Cephalexin adalah antibiotik yang dapat mengobati sejumlah infeksi bakteri. Membunuh gram positif dan beberapa bakteri gram negatif dengan mengganggu pertumbuhan dinding sel bakteri.
Cephalexin
Indikasi:
Digunakan untuk infeksi sendi dan tulang, infeksi saluran pernapasan, infeksi kulit dan struktur kulit, infeksi saluran urin, media otitis akut, pencegahan bakteri endokarditis.

Kontra indikasi:
  1. Hipersensitif terhadap amikasin atau komponen lain dalam sediaan.
  2. Sensitivitas silang dengan aminoglikosida lainnya dapat terjadi

Dosis dan cara pemakaian:
Dosis lazim
  • anak >1 tahun: oral: 25-100 mg/kg/hari setiap 6-8 jam, maksimum 4g/hari.
  • Dewasa: oral: 250-1000 mg setiap 6 jam: maksimum 4 g/hari.
Dosis untuk indikasi khusus anak >1 tahun oral:
  • furunculosis: 25-50 mg/kg/hari dalam 4 dosis terbagi.
  • Impetigo: 2,5 mg/kg/hari dalam 4 dosis terbagi
  • Media otitis: 75-100 mg/kg/hari dalam 4 dosis terbagi.
  • Pencegahan infeksi endokarditis (gigi, oral, saluran pernapasan): 50 mg/kg selama 30-60 menit sebelum tindakan.
  • Infeksi parah: 50-100 mg/kg/hari dalam 2 dosis terbagi setiap 6-8jam.
  • Abses kulit: 50 mg/kg/hari dalam 4 dosis terbagi (maksimum 4g)

Faringitis streptokokal:
  • infeksi kulit dan struktur kulit: 25-50 mg/kg/hari setiap 12 jam.
  • Anak >15 tahun dan dewasa oral: cellulitis dan mastitis: 500 mg setiap 6 jam,
  • furunculosis/abses kulit: 250 mg, 4 kali/hari.
  • Pencegahan infeksi endokarditis (gigi, oral, saluran pernapasan): 2 gram, satu jam sebelum tindakan.

Efek samping:
  1. Efek hematologi: neutropenia, trombositopenia, leukositosis, granulositosis, monositosis, limfositopenia, basofilia, dan leukopenia reversibel.
  2. Efek pada ginjal dan genitourinari: terjadinya peningkatan konsentrasi bun dan kreatinin, disfungsi renal, nefropati toksik.
  3. Efek pada hati: terjadinya peningkatan sgot, alt, gamma glutamil transferase, dan alkalin fosfatase pada serum.
  4. Efek pada gastrointestinal: nausea, muntah, diare, nyeri pada perut, menurunnya nafsu makan, flatulensi, candidiasis.
  5. Efek lain: sakit dada, efusi pleural, infiltrasi pulmonary, batuk, rinitis.
  6. SSP: agitasi, bingung, halusinasi, sakit kepala.
  7. Kulit: angiodema, rash, steven-johnsons sindrom, urtikaria.

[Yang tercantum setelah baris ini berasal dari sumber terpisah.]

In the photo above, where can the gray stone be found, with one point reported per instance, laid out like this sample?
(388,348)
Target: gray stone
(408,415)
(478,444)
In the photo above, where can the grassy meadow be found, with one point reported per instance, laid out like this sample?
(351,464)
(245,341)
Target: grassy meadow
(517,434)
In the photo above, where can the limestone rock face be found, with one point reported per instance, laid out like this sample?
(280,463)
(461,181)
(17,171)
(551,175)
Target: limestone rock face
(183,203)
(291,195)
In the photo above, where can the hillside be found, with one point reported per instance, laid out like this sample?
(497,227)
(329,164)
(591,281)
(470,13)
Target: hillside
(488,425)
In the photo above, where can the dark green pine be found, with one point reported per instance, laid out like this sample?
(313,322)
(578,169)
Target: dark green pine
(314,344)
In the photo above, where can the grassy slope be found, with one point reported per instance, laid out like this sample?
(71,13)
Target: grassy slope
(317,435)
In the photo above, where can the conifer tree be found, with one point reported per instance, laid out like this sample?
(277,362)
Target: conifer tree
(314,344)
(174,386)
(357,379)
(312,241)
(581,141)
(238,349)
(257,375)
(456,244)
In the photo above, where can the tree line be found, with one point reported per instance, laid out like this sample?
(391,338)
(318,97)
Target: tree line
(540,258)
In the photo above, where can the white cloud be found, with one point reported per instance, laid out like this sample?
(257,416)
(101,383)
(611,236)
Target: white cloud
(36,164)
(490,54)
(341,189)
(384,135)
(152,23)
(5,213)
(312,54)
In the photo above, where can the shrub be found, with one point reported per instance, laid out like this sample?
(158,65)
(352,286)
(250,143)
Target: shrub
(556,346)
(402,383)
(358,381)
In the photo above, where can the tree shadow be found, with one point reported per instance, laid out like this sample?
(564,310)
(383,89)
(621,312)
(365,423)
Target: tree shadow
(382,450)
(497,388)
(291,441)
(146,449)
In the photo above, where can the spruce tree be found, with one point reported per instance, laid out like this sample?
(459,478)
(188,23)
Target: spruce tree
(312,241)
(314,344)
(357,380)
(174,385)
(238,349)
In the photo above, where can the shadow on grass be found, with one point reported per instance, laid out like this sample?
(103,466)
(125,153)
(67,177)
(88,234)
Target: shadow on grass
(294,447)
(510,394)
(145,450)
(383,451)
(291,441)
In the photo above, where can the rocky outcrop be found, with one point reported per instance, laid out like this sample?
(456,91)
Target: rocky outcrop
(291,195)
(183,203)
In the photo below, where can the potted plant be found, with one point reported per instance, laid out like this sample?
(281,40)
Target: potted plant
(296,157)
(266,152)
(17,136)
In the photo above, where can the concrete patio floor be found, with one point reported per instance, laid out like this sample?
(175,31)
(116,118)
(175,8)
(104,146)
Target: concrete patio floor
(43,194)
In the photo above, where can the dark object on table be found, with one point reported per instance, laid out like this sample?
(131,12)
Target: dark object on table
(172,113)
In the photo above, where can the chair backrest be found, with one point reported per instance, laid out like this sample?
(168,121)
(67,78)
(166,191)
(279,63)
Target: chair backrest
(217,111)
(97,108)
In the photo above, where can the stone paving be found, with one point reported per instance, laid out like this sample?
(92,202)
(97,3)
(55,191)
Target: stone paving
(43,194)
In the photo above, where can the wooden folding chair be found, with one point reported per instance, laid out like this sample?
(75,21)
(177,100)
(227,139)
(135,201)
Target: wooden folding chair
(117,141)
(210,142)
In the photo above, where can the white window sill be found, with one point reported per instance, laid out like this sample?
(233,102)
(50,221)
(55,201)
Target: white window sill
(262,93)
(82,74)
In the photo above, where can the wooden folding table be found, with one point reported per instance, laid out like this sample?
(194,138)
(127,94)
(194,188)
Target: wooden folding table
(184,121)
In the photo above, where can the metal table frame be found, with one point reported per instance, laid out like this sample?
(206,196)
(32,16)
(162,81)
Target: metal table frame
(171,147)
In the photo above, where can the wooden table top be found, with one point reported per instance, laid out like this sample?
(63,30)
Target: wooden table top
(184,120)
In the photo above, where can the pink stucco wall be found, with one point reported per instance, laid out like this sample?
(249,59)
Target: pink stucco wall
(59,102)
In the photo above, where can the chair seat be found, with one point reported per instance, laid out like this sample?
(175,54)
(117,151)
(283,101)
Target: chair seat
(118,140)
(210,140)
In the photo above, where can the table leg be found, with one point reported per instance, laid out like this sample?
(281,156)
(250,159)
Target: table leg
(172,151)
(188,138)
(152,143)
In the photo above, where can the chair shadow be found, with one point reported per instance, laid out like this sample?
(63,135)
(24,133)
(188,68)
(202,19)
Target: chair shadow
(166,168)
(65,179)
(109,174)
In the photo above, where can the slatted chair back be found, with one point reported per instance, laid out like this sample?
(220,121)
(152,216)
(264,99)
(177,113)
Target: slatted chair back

Peringatan dan atau perhatian:
  1. Digunakan dengan peringatan terhadap pasien yang hipersensitivitas terhadap penisilin.
  2. Beberapa menyatakan bahwa sefalosporin harus dihindari pada pasien yang memiliki reaksi hipersensitivitas tipe segera dan tipe delayed terhadap penisilin dan obat lain.
  3. Digunakan dengan peringatan pada pasien yang memiliki sejarah penyakit, khususnya kolitis.

Bentuk dan kekuatan sediaan:
  • Kapsul: 250 mg dan 500 mg.
  • Tablet: 250 mg, 500 mg, dan 1 g.
  • Suspensi oral: 125 mg/5 ml, 250 mg/5 ml.

Penyimpanan dan stabilitas:
  • Sediaan oral: tablet, kapsul dan suspensi oral sefaleksin harus disimpan pada suhu ruang 15°-30°C,
  • Setelah rekonstitusi suspensi oral harus disimpan pada ruang bersuhu 2°-8°C.
  • Dibuang jika tidak digunakan lagi selama 2 minggu.

Pustaka:
-MIMS Indonesia Edisi 15 Tahun 2014.
-ISO Indonesia Volume 46 Tahun 2011-2012.